2018.10.05
薩摩芋と土
9月22、23日に開催されました秋のビッグイベントオーガニックライフスタイルEXPOも盛況のうちに閉幕しました。ほっと一息ついた今、一緒にSHARE THE LOVE for JAPANブースを盛り上げた32組の農家の人間的な魅力や、「いつも野菜を楽しみにしているよ。」って声をかけてくれたお客様の優しい言葉が思い出され、日々の農作業にも元気が湧いてくるような気がしています。
(EXPOにて。テンペと大豆をメインに、在来種の野菜も販売しました!)
私の菜園では、年間20品目ぐらいの野菜を出荷しているのですが、売れ残っても嬉しいぐらいに好きな野菜を育てる事にしています(実際には、売れ残ると困ります!)。そんな中で薩摩芋は、実は私では無く夫の好物で品目に追加する事になりました。
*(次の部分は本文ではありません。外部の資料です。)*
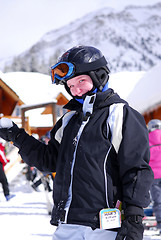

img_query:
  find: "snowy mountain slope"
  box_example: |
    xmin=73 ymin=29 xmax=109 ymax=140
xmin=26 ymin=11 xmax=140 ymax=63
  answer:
xmin=126 ymin=64 xmax=161 ymax=113
xmin=4 ymin=2 xmax=161 ymax=73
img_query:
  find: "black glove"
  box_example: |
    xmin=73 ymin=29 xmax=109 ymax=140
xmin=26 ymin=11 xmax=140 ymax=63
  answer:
xmin=116 ymin=215 xmax=144 ymax=240
xmin=0 ymin=118 xmax=21 ymax=142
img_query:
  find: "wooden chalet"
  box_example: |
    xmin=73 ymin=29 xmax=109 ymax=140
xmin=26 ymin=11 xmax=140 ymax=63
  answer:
xmin=0 ymin=73 xmax=69 ymax=137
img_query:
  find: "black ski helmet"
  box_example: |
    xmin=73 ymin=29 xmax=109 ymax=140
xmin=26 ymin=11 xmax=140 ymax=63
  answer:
xmin=58 ymin=45 xmax=110 ymax=92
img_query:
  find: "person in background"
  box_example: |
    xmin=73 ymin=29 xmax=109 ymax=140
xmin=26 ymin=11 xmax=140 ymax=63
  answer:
xmin=0 ymin=46 xmax=153 ymax=240
xmin=0 ymin=138 xmax=15 ymax=201
xmin=148 ymin=119 xmax=161 ymax=231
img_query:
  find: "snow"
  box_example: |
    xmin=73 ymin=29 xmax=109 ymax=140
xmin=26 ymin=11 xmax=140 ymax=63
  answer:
xmin=0 ymin=148 xmax=56 ymax=240
xmin=0 ymin=72 xmax=70 ymax=104
xmin=0 ymin=72 xmax=71 ymax=127
xmin=0 ymin=149 xmax=161 ymax=240
xmin=0 ymin=64 xmax=161 ymax=123
xmin=127 ymin=64 xmax=161 ymax=113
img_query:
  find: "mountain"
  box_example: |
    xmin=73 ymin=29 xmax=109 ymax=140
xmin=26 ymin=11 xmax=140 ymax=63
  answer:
xmin=3 ymin=2 xmax=161 ymax=74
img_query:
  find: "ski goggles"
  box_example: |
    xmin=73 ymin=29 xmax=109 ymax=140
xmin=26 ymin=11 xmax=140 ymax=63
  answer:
xmin=51 ymin=56 xmax=107 ymax=84
xmin=51 ymin=62 xmax=75 ymax=84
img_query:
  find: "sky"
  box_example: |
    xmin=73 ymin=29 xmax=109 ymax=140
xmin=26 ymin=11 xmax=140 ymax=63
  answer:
xmin=0 ymin=0 xmax=160 ymax=60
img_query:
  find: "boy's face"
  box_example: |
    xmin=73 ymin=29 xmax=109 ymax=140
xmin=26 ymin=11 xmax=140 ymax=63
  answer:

収穫量の差こそあれ、病気のリスクも低く、ほとんどの土で作りやすいと思われる薩摩芋ですが、昨年は私の菜園の中でも一番水はけが悪く困っている土地を薩摩芋にあててしまい、大苦労をしました。収穫が、まるで遺跡発掘調査作業の様相だったのです。スコップで慎重に土を除き、掘り進めていき、折れずに無事掘り上げても、表面に傷が残り痛み易くなったりとトラブルが続きました。
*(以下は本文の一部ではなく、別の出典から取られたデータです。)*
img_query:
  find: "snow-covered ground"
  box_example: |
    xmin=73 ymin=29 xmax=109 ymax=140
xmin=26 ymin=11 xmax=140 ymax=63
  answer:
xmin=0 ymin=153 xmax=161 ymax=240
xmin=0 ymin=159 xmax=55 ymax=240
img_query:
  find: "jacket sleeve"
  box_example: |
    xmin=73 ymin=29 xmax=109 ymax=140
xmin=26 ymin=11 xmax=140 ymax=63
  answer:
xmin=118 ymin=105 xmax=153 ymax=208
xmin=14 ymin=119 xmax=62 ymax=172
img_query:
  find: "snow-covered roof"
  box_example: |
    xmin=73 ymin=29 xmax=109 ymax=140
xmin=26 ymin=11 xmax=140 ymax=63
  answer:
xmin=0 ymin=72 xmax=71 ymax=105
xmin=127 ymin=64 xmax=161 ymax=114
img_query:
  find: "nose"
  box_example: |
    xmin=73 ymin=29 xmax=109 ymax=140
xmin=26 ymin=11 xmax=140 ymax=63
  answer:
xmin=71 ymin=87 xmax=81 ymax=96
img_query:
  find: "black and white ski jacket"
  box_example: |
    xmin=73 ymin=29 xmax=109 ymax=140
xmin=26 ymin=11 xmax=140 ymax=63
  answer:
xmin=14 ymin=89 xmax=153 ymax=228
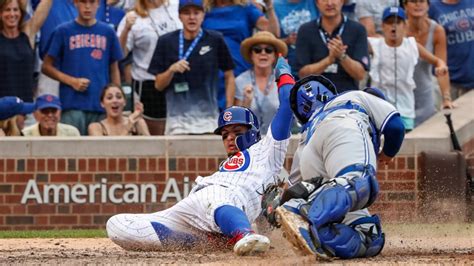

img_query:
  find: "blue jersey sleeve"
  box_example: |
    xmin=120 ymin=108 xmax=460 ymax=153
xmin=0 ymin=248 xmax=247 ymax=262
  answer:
xmin=382 ymin=115 xmax=405 ymax=157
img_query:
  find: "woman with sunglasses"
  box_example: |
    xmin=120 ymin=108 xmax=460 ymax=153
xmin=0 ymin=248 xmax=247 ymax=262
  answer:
xmin=235 ymin=31 xmax=288 ymax=134
xmin=403 ymin=0 xmax=453 ymax=126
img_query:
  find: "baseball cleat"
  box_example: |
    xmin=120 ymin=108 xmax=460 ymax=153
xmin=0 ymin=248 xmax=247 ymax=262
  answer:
xmin=234 ymin=233 xmax=270 ymax=256
xmin=276 ymin=206 xmax=330 ymax=260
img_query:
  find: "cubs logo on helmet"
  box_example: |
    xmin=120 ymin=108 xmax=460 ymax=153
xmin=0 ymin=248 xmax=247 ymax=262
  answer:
xmin=222 ymin=111 xmax=232 ymax=122
xmin=219 ymin=150 xmax=250 ymax=172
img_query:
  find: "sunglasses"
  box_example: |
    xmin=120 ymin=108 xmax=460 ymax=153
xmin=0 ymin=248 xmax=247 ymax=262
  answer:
xmin=252 ymin=46 xmax=275 ymax=54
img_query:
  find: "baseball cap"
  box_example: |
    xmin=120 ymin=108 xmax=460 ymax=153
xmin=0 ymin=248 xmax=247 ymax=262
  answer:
xmin=382 ymin=6 xmax=407 ymax=21
xmin=36 ymin=94 xmax=62 ymax=110
xmin=178 ymin=0 xmax=204 ymax=12
xmin=0 ymin=96 xmax=36 ymax=120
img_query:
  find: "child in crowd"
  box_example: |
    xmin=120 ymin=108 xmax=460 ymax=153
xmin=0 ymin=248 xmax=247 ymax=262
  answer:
xmin=42 ymin=0 xmax=122 ymax=135
xmin=369 ymin=7 xmax=448 ymax=131
xmin=88 ymin=84 xmax=150 ymax=136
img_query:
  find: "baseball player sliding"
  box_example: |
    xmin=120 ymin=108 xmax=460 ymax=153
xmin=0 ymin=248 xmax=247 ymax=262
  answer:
xmin=263 ymin=76 xmax=405 ymax=259
xmin=107 ymin=57 xmax=294 ymax=255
ところが今年も、作付計画を立ててみると、どうしても優良地は西瓜や茄子にあてたくなるのです。そんな訳で今年も連作障害も恐れずに同じ土地で薩摩芋を栽培してしまいました。
先日、貴重な晴れ間を狙い、夫と薩摩芋掘り大会です。精密作業(遺跡調査)に臨む覚悟で取り組んだのですが、なんと薩摩芋が引き抜けるのです。蔓をもって全て引き抜くとまではいかないのですが、去年とは雲泥の差だったのです。
開業して以来、いろいろな土づくりには取組んできたものの、初めて土が良くなった事を実感した瞬間でした。私が借りる前まで長い事作付けされてこなかったその薩摩芋畑は、ただただトラクターで耕耘されてきた結果土が硬くしまり、硬板層が形成され、雨が降ると沼のようになる畑でした。野菜を栽培するようになり、夏に裸地(土をむき出しにする状態)にしないようになっただけでも効果があったのでしょうが、プラウ耕起(下層と上層の土を反転させる農具による耕耘)により地中に空気を送る作業を冬の間にする事で、土が健康的になったように感じています。
3年目にして、少し土づくりの成果が見え始め、とても嬉しかった出来事でした。
(収穫した薩摩芋)
松本真実(まつもとまみ)
滋賀県 東近江市
1981年生まれ。大学院卒業後、分析機器の会社で研究職につく。会社員時代から在来種の野菜に興味を持ち研究調査に同行。さまざまな農家と出会って就農を決意する。三重の有機農業法人に2年間勤務した後、2016年、滋賀県東近江市で、菜園「野菜と旅する」を開く。